Metallica Therapist Phil Towle Doesn’t Think Jason Newsted Wanted To Leave the Band
It's with 20 years of hindsight that Metallica and Jason Newsted can ponder how the two parties parted ways. Likewise for former band therapist Phil Towle — he's the life coach who lit up the screen in Metallica's Some Kind of Monster documentary, and he recently suggested that, in his opinion, Newsted never wanted to quit.
For Metallica fans, looking back on that time is like opening a whole can of worms — from Newsted's 2001 departure to the 2003 release of St. Anger is a particularly fraught era of the band's history. But Towle was a part of it, and this month, the And Podcast for All Metallica fan show got to talk to him about it.
Listen to the interview down toward the bottom of this post.
"I don't think [Jason] wanted to leave the band," Towle says in a portion of the podcast transcribed by Blabbermouth. "I think he wanted to leave the reality of what existed. And this was the only way he could start to do something with it. And that triggered a whole bunch of things."
The therapist continues, "That contributed to, ultimately, James [Hetfield, Metallica frontman], months later, going into rehab. It wasn't the exact fact, but if you look at the overarching life of Metallica and you see that they were trashing each other in Playboy magazine … Maybe two months later, they come in — January of 2001, I think — and there's this kind of animosity, that Jason is acting out. He's the identified patient of the therapy, so he's acting this act. And then the fight ensued."
Such challenges can be par for the course for one of the biggest metal bands of all time. And those hurdles can show up again, too, as evidenced in the time Hetfield had to revisit rehab more recently — now another piece of Metallica's arduous, but hopefully admonitory, history.

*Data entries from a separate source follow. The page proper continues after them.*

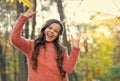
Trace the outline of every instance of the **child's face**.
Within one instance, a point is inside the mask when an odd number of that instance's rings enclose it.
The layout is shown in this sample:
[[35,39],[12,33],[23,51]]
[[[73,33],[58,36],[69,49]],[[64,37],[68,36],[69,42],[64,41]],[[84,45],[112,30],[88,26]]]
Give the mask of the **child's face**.
[[48,26],[44,31],[46,41],[47,42],[54,41],[59,35],[60,30],[61,27],[57,23],[52,23],[50,26]]

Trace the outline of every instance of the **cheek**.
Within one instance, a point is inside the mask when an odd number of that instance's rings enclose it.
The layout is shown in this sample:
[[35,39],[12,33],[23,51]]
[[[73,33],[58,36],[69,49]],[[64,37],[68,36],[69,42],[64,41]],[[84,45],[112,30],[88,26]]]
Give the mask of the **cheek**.
[[57,38],[59,35],[58,34],[54,34],[55,38]]

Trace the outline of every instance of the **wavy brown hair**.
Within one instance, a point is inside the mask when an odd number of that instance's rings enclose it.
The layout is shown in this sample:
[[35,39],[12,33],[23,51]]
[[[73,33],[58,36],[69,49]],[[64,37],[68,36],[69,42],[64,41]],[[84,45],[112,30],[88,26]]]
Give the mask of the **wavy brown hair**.
[[54,45],[55,45],[55,49],[57,51],[57,59],[56,59],[56,62],[58,63],[58,68],[59,68],[59,71],[60,71],[60,74],[62,76],[62,78],[65,77],[66,73],[65,71],[63,70],[62,68],[62,65],[63,65],[63,48],[62,46],[59,44],[59,36],[62,35],[63,33],[63,24],[56,20],[56,19],[50,19],[48,21],[45,22],[45,24],[43,24],[43,27],[40,31],[40,34],[38,36],[38,38],[34,41],[34,51],[33,51],[33,54],[32,54],[32,66],[33,66],[33,69],[36,70],[37,69],[37,57],[38,57],[38,52],[40,51],[40,47],[41,46],[44,46],[45,47],[45,34],[44,34],[44,31],[47,27],[49,27],[52,23],[57,23],[60,25],[61,27],[61,30],[57,36],[57,38],[53,41]]

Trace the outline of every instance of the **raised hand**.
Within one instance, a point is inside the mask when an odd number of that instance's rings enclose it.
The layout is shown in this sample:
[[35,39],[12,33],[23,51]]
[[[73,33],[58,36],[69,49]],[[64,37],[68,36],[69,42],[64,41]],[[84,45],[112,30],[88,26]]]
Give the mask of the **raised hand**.
[[79,45],[80,45],[80,37],[81,37],[81,32],[79,32],[79,33],[77,34],[76,38],[74,38],[74,37],[71,35],[71,38],[72,38],[72,46],[79,48]]
[[30,7],[23,15],[27,18],[32,17],[36,12],[33,11],[34,6]]

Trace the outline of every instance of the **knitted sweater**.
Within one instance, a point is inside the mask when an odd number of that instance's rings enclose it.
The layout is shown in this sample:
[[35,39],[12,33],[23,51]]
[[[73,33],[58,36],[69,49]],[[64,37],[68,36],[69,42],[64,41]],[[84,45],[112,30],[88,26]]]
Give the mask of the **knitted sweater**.
[[[10,41],[16,48],[24,52],[27,57],[28,81],[62,81],[56,62],[56,50],[52,42],[45,43],[46,49],[40,48],[37,70],[32,69],[31,56],[34,51],[34,40],[25,39],[21,36],[23,25],[27,20],[25,16],[20,15],[10,35]],[[79,51],[80,48],[73,47],[69,56],[67,49],[64,49],[63,69],[67,74],[73,70]],[[65,81],[68,81],[67,76]]]

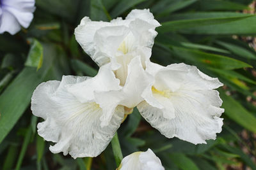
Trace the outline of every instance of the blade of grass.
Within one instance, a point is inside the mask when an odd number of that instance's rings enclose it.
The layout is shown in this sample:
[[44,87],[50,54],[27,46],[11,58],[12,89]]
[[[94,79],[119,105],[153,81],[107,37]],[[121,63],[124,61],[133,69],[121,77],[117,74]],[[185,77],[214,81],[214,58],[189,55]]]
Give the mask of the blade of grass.
[[111,141],[113,153],[114,153],[115,160],[116,160],[116,167],[118,167],[123,159],[123,154],[119,143],[117,132],[114,136]]

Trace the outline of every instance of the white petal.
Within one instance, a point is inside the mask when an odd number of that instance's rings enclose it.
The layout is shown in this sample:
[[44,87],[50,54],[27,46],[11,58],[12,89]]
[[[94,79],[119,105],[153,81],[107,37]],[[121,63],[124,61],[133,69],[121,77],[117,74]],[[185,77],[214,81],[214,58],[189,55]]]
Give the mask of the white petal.
[[51,146],[53,153],[69,153],[72,157],[96,157],[108,146],[124,118],[124,107],[115,110],[110,123],[100,127],[102,110],[93,101],[81,103],[67,90],[71,84],[86,77],[63,76],[61,81],[40,84],[31,99],[33,113],[45,121],[38,124],[38,132]]
[[220,117],[224,110],[220,108],[219,93],[213,90],[220,85],[218,78],[205,76],[195,66],[171,64],[155,73],[151,92],[150,87],[145,89],[142,95],[145,101],[137,108],[167,138],[205,143],[221,131]]
[[[130,30],[124,25],[104,27],[98,29],[94,36],[93,43],[96,46],[96,52],[92,56],[95,60],[101,55],[113,58],[118,48]],[[103,63],[104,64],[105,63]]]
[[110,22],[92,22],[86,17],[75,29],[75,36],[83,49],[101,66],[116,60],[120,52],[151,48],[157,34],[154,29],[159,25],[148,10],[133,10],[127,19],[118,18]]
[[96,45],[94,41],[94,36],[99,29],[110,25],[109,22],[92,21],[89,17],[84,17],[80,24],[75,29],[76,39],[81,45],[86,53],[99,66],[109,62],[109,58],[106,56],[97,56],[94,58],[96,52]]
[[133,10],[126,17],[125,19],[135,20],[136,18],[145,20],[154,25],[156,27],[160,26],[160,24],[154,18],[154,15],[149,11],[148,9]]
[[126,156],[118,167],[120,170],[164,170],[160,159],[148,149],[147,152],[137,152]]
[[20,25],[15,17],[4,9],[3,9],[0,20],[0,34],[6,31],[13,35],[20,30]]
[[128,66],[128,76],[122,89],[96,92],[95,94],[97,103],[100,104],[104,113],[100,118],[102,125],[108,124],[113,110],[118,104],[133,108],[142,101],[143,99],[141,95],[152,81],[152,77],[143,68],[140,57],[138,56],[134,58]]
[[79,83],[72,85],[68,88],[69,92],[75,96],[80,102],[85,103],[94,100],[94,93],[117,90],[121,89],[120,81],[115,78],[111,69],[111,65],[107,64],[100,67],[98,74]]

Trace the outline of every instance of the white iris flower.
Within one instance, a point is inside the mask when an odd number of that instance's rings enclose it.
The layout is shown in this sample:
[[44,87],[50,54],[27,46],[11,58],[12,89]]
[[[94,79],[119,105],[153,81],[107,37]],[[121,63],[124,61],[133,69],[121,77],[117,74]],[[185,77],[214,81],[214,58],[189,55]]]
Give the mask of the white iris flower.
[[35,0],[0,0],[0,34],[15,34],[28,28],[35,10]]
[[82,19],[76,38],[100,66],[97,75],[63,76],[61,81],[40,84],[32,97],[33,113],[45,120],[38,134],[56,143],[51,152],[99,155],[136,106],[167,138],[195,144],[216,138],[224,110],[214,89],[222,84],[195,66],[151,62],[159,25],[148,10],[110,22]]
[[148,149],[132,153],[123,159],[117,170],[164,170],[160,159]]

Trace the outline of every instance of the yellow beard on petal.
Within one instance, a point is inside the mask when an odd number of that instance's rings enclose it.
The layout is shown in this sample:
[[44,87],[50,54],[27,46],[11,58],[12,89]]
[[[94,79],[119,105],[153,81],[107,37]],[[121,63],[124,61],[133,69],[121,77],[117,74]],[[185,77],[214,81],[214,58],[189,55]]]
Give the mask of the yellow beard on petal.
[[167,98],[170,98],[171,97],[172,92],[170,90],[158,90],[154,86],[152,87],[151,89],[153,94],[158,94]]

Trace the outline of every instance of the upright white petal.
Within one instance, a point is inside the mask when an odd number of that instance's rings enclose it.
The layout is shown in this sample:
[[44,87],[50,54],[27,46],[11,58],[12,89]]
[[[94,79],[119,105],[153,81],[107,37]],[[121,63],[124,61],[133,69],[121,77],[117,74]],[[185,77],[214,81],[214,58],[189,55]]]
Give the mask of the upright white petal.
[[102,110],[94,101],[81,103],[68,90],[70,85],[88,78],[67,76],[61,81],[41,83],[31,99],[33,113],[45,121],[37,125],[39,135],[56,143],[52,153],[72,157],[96,157],[111,141],[124,118],[124,107],[117,106],[109,125],[100,127]]
[[145,62],[151,55],[155,31],[159,26],[148,10],[132,10],[125,20],[121,18],[107,22],[92,22],[84,17],[75,29],[77,41],[83,50],[99,66],[111,62],[116,77],[124,85],[127,66],[140,55]]
[[20,29],[20,25],[28,28],[30,25],[35,10],[35,0],[1,0],[0,8],[3,13],[0,33],[7,31],[14,34]]
[[221,131],[220,117],[224,111],[219,93],[213,90],[222,85],[218,78],[183,63],[147,67],[154,82],[145,89],[145,101],[137,106],[145,120],[167,138],[194,144],[215,139]]
[[116,106],[122,105],[132,109],[141,102],[143,90],[152,81],[153,77],[144,70],[140,57],[134,58],[128,66],[128,76],[122,89],[95,93],[96,102],[104,113],[100,118],[102,126],[108,125]]
[[164,170],[160,159],[148,149],[147,152],[134,152],[123,159],[118,170]]

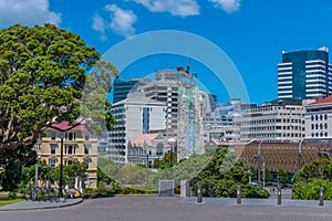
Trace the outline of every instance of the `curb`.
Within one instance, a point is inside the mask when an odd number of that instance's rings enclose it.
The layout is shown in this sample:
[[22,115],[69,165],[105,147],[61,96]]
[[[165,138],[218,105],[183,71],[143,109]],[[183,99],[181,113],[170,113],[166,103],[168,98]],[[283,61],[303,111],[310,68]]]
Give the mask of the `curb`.
[[75,206],[79,204],[81,202],[83,202],[84,199],[81,198],[79,201],[72,202],[72,203],[65,203],[65,204],[60,204],[61,202],[59,202],[59,204],[55,206],[49,206],[49,207],[32,207],[32,208],[8,208],[8,209],[1,209],[0,208],[0,212],[2,211],[20,211],[20,210],[45,210],[45,209],[56,209],[56,208],[65,208],[65,207],[71,207],[71,206]]

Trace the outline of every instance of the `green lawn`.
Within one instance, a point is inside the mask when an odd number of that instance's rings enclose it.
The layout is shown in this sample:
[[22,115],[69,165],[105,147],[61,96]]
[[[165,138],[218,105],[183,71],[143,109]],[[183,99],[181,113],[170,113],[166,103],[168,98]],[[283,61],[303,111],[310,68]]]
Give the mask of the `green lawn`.
[[6,204],[11,204],[14,202],[20,202],[23,201],[23,199],[8,199],[8,198],[0,198],[0,207],[6,206]]

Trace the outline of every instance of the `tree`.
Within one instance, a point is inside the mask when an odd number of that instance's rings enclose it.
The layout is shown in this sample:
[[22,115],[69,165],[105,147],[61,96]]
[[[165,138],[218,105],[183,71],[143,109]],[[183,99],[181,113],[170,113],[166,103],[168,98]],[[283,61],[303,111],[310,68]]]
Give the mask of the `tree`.
[[317,159],[305,165],[293,178],[292,198],[318,200],[319,189],[324,188],[324,199],[332,200],[332,161]]
[[115,180],[118,172],[118,166],[114,161],[108,160],[104,157],[98,157],[97,165],[98,181],[110,183],[111,181]]
[[[69,166],[63,166],[63,185],[73,187],[75,185],[75,178],[80,177],[83,180],[86,179],[86,166],[84,162],[72,162]],[[58,181],[60,179],[60,167],[51,170],[51,179]]]
[[287,183],[289,181],[289,175],[283,169],[279,169],[277,175],[280,178],[280,183]]
[[268,168],[266,168],[264,172],[266,172],[266,181],[272,181],[273,179],[272,172]]
[[[103,123],[110,128],[114,118],[105,92],[117,70],[97,63],[100,56],[80,35],[52,24],[1,30],[0,156],[8,148],[34,144],[54,120],[72,123],[83,115],[85,123],[97,123],[93,129]],[[95,64],[98,69],[92,70]],[[98,87],[92,90],[92,84]]]
[[237,187],[241,186],[246,198],[268,198],[270,194],[261,187],[248,185],[250,172],[243,164],[237,160],[236,155],[227,149],[217,149],[214,157],[198,176],[191,180],[193,192],[201,186],[206,197],[236,197]]
[[0,165],[3,166],[0,180],[2,189],[4,191],[13,191],[18,189],[20,181],[25,179],[22,168],[34,165],[35,162],[37,155],[31,147],[20,146],[3,151],[3,155],[0,156]]

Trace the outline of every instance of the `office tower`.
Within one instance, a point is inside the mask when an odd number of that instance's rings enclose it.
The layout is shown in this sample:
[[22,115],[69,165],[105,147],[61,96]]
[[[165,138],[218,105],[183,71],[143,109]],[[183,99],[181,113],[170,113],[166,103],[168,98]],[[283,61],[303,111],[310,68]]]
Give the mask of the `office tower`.
[[278,64],[278,97],[326,97],[332,93],[331,71],[326,48],[282,52],[282,63]]
[[132,90],[137,87],[138,85],[145,84],[149,82],[148,78],[129,78],[127,81],[123,81],[120,78],[115,78],[113,82],[113,104],[121,102],[127,98],[127,95]]

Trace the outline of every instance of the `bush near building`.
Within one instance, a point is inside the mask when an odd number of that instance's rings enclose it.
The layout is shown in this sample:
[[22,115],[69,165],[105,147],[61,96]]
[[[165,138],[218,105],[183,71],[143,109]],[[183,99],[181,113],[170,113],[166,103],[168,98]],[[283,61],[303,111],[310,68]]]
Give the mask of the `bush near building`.
[[324,188],[324,200],[332,200],[332,161],[318,159],[305,165],[293,179],[292,199],[318,200]]

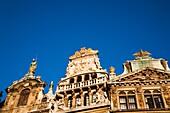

"Have you ever had a fight with your wife?" Towle asks. "When we're fighting with our spouses or significant others or good friends or whatever, it's hard. It's easy to build up the animosity and the resentment when you're feeling uncomfortable. And I think that Jason — this is my second-hand knowledge — but I think that Jason, coming off of [late Metallica bassist] Cliff's [Burton] reputation and the way that Cliff died so tragically, and that he was so instantly a replacement for Cliff, that he became what the guys would say a 'whipping boy.' He was the way that they grieved unhealthily. And Jason, because he was so — like anybody else — so grateful to be a part of the band, never felt like he could quite make it. He was hazed to the point where I think it blew because he'd had enough of something. And when we've had enough of something, then it's hard to go to somebody and say, 'Can we sit down and talk about this?' No. It's, 'Fuck you.' It's a straight head-on… It's, 'This is what I'm pissed off about.' So you have to ride that wave out. And because it was stunning, and because the band had certain resentments — the rest of the band had resentments — these are cumulative effects. And the fact that they never talked out — this is what Lars [Ulrich, Metallica drummer] would say — the whole never really took the time to talk out the issues they were involved in, then this becomes an explosion. Then you have to pick up the pieces of it."
For those who haven't seen it, as And Podcast for All adds in a synopsis, Some Kind of Monster "captures the band in very tough and challenging times. Phil was brought in when Jason Newsted quit, [which] led to James entering rehab during the writing and recording of St. Anger."
Elsewhere in the podcast, listeners can hear "some never before heard stories of the 2001-2004 Metallica years. Hear Jeff & Shane have their own therapy thoughts and share feelings along with Phil revisiting a lot of fond memories of saving our favorite band. Throw on your favorite Phil Towle sweater, grab some 'Zone It' post-it notes and cherish a monstrous Metallica era."